BY VICTORIA R. SPAGNOLI Gazette Reporter
Reach Gazette reporter Victoria R. Spagnoli at 395-3110 or vspagnoli@dailygazette.net.

The preliminary tax increase for property owners in the Scotia-Glenville School District is projected at about 8.5 percent but does not include a potential increase for an equipment proposition the Board of Education is considering.
On Monday night, the board spent an hour discussing Superintendent Michael Marcelle’s $295,000 proposed equipment proposition. It would allow the district to buy equipment for the fine arts department, specifically music instruments, athletic equipment and computer technology. The computer equipment makes up nearly $200,000 of the proposition.
The preliminary 2005-06 budget is slightly more than $40 million.
The board had several options, including offering the proposition as an additional tax increase or bonding for the equipment purchases. Early in the discussion, the majority of the board felt the computer technology should be taken out of the proposition and added back into the budget.
Marcelle said for that to occur some significant cuts to programs would have to be made. Adding the computer equipment back into the budget would raise the tax increase by nearly another percentage point.

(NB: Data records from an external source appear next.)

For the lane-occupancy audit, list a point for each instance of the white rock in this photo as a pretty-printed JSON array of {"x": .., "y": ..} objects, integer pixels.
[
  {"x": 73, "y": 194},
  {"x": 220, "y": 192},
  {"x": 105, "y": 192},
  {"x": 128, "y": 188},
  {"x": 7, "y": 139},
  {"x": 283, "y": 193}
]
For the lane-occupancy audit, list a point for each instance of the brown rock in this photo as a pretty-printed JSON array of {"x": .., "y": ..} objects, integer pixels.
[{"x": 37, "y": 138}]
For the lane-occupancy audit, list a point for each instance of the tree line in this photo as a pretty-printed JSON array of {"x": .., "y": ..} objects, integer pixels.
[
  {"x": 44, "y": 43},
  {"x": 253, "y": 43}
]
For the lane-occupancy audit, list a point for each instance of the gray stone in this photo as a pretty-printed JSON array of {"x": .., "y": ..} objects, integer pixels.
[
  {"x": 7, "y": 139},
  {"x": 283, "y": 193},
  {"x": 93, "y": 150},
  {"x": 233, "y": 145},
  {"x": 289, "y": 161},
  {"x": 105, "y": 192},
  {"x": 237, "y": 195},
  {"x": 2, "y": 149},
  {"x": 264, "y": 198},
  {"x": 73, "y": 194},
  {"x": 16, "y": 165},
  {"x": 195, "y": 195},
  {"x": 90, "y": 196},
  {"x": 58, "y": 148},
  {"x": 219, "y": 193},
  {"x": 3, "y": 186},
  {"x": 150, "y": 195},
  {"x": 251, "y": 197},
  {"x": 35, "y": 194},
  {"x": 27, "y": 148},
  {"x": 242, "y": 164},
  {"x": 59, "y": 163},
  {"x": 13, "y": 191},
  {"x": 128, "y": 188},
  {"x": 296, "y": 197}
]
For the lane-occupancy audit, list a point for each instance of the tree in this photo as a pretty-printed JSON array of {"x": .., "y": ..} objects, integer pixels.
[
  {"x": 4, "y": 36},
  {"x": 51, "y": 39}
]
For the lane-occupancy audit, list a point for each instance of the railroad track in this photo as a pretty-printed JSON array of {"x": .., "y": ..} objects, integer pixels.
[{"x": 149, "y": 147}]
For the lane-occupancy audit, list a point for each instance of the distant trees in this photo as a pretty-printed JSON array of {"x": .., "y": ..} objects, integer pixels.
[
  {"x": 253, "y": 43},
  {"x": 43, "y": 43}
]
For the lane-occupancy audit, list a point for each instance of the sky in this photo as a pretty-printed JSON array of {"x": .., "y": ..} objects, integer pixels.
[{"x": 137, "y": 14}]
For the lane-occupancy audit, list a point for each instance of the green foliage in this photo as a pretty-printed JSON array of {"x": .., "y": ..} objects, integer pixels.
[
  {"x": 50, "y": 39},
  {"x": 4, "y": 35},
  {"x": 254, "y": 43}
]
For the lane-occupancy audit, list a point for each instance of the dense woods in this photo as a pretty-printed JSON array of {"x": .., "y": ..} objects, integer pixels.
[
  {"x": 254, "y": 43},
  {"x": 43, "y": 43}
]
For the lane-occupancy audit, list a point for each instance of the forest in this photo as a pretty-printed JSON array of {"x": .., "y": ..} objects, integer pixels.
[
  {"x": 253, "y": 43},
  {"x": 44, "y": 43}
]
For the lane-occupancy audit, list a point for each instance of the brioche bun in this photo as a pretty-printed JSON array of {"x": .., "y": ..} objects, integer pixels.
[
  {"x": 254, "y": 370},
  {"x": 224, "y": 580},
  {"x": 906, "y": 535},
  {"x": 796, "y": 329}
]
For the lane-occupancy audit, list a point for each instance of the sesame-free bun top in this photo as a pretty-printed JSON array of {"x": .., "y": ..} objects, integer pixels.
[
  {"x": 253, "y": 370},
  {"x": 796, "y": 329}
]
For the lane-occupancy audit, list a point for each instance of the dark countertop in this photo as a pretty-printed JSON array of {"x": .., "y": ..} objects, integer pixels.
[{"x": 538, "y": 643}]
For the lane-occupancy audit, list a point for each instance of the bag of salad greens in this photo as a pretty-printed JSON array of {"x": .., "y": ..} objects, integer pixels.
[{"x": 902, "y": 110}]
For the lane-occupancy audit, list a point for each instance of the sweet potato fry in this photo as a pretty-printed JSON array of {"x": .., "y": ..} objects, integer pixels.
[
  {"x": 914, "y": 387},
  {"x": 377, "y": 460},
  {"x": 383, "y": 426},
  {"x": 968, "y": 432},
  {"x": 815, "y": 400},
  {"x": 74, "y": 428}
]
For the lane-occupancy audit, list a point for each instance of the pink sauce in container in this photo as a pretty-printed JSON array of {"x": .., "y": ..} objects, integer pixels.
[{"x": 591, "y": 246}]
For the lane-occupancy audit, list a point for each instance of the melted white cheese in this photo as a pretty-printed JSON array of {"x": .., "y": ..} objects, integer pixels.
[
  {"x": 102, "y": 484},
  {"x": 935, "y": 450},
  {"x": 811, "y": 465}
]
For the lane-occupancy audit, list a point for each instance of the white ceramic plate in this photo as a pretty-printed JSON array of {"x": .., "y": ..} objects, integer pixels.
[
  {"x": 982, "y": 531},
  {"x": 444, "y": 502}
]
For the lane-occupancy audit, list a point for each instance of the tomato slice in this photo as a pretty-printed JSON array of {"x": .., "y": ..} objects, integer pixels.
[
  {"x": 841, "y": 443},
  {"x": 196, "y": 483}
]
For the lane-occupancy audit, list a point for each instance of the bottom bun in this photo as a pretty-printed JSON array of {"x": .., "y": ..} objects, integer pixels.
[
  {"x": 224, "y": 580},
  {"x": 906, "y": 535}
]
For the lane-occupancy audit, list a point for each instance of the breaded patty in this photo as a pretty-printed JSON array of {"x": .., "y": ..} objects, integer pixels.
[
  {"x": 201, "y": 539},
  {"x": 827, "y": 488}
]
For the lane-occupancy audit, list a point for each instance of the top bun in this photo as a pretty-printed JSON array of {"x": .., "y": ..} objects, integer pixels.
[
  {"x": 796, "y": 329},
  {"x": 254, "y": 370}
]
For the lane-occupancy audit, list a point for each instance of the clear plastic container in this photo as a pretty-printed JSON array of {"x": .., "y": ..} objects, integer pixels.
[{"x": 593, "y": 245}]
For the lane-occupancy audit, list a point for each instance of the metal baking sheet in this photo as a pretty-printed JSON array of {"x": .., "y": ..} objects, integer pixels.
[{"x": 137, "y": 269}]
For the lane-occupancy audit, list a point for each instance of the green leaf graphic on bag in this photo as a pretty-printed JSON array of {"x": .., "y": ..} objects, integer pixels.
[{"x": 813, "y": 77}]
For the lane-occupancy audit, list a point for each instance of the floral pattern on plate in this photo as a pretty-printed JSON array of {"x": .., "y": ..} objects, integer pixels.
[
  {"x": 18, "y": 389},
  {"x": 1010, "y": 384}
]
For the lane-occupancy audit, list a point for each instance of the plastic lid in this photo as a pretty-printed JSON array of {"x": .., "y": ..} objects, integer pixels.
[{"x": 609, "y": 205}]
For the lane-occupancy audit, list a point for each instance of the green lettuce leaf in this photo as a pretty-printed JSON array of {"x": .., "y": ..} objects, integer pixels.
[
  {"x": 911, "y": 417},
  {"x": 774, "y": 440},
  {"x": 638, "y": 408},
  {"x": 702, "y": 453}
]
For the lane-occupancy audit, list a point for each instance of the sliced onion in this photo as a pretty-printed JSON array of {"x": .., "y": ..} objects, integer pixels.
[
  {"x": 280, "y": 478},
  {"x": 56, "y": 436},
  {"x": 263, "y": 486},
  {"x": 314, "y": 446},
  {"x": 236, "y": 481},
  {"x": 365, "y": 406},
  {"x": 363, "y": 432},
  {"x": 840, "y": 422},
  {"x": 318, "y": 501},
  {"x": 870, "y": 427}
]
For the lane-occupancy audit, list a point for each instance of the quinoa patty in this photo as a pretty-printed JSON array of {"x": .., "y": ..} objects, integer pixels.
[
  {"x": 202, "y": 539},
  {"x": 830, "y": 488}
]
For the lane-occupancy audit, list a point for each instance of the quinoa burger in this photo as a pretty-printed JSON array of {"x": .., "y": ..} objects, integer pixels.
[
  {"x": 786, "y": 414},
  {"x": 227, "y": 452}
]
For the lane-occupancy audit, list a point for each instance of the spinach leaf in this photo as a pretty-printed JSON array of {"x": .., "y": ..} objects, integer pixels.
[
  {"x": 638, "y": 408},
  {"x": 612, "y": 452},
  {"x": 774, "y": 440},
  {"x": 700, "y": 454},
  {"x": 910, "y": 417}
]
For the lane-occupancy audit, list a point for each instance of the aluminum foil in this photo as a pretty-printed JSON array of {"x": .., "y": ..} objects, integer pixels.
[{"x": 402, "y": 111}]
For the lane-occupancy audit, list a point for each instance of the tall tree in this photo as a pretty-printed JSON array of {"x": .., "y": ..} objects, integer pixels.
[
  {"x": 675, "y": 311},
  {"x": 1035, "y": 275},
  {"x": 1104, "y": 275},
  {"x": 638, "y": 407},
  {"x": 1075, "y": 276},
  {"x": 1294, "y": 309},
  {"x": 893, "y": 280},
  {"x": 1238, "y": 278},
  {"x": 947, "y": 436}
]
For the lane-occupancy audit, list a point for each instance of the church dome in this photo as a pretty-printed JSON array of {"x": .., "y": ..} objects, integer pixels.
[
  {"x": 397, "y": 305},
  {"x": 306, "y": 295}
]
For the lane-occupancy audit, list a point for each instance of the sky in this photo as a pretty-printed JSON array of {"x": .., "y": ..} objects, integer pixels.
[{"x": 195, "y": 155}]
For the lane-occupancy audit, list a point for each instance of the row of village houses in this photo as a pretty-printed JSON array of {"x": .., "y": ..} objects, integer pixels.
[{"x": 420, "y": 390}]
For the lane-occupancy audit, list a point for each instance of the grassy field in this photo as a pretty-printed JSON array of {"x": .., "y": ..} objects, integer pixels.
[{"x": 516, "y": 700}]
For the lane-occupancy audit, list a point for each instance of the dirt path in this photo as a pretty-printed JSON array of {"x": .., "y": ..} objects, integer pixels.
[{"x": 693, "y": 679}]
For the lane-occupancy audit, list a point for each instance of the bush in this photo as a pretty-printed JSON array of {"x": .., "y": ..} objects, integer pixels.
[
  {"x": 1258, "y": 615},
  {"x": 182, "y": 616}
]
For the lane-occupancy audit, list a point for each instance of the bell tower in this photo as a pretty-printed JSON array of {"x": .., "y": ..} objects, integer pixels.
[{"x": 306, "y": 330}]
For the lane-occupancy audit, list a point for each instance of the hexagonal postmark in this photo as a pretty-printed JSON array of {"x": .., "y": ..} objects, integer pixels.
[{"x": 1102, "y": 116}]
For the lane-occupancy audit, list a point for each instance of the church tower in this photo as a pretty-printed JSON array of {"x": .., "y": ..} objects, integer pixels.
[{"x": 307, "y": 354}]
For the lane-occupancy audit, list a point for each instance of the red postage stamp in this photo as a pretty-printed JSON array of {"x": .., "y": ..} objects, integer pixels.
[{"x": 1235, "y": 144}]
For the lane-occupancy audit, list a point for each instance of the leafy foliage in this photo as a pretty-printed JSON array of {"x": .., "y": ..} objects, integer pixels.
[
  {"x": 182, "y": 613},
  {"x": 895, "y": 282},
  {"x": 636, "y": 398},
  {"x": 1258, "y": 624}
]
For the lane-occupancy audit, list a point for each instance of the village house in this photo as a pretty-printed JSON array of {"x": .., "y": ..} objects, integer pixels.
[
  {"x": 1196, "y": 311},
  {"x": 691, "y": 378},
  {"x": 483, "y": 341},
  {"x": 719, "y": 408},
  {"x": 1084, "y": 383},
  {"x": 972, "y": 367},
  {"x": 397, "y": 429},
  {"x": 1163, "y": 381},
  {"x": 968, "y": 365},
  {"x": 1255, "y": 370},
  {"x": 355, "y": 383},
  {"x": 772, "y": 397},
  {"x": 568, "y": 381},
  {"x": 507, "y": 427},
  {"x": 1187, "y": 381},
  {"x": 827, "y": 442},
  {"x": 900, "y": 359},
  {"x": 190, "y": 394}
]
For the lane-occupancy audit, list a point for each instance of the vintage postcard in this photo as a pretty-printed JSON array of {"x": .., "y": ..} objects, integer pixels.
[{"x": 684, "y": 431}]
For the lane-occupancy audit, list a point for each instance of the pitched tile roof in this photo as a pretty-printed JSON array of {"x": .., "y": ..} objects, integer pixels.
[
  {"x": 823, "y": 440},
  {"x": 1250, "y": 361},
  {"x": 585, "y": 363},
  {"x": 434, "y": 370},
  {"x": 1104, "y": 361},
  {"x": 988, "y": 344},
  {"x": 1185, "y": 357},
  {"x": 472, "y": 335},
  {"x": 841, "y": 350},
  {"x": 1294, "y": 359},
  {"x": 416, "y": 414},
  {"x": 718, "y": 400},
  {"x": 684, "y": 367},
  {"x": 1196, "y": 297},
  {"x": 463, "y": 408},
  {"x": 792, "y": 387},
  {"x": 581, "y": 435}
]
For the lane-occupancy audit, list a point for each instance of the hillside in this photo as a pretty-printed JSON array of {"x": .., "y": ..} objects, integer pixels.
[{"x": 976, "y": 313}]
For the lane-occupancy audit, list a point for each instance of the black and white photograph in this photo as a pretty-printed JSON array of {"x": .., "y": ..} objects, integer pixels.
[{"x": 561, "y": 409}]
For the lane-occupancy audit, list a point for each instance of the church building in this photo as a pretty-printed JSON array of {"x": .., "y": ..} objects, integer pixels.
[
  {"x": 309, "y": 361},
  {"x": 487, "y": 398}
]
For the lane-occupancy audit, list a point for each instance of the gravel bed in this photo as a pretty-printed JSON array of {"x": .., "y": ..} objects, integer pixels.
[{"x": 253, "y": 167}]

Board member John Carpenter agreed. "I don’t know how you are going to put it into the budget," he said. "It’s going to be very
difficult to keep the status quo, let alone adding anything to Mike’s preliminary budget. That’s my gut feeling."
Some board members weren’t sure that asking the residents to pay an additional tax increase above an 8.5 increase wouldn’t fly at the polls. "We can ask, I’m just not sure it’s going to go," said Kurt Ahnert.
But Karen Bradley said the district needs to stop deferring necessary purchases. The computer technology "is an area that I don’t think we can let go," she said. Many things have been put off and are now catching up with the district, she explained. But, "how much the community can tolerate, I just don’t know," Bradley said, adding however that in some areas of the budget the board is just going to have to "bite the bullet" and do something.
The board is expected to make a decision on the proposition at its next meeting on March 28. The budget vote will be May 17.
The board Monday also held it’s first community budget forum. Only four people spoke. Mark Stockman of Scotia said the board needs to stop borrowing for the purchase of buses; would like to see them negotiate more aggressively with the teacher’s union in an effort to keep personnel costs down; and wants the district to create a fund for the purchase of equipment.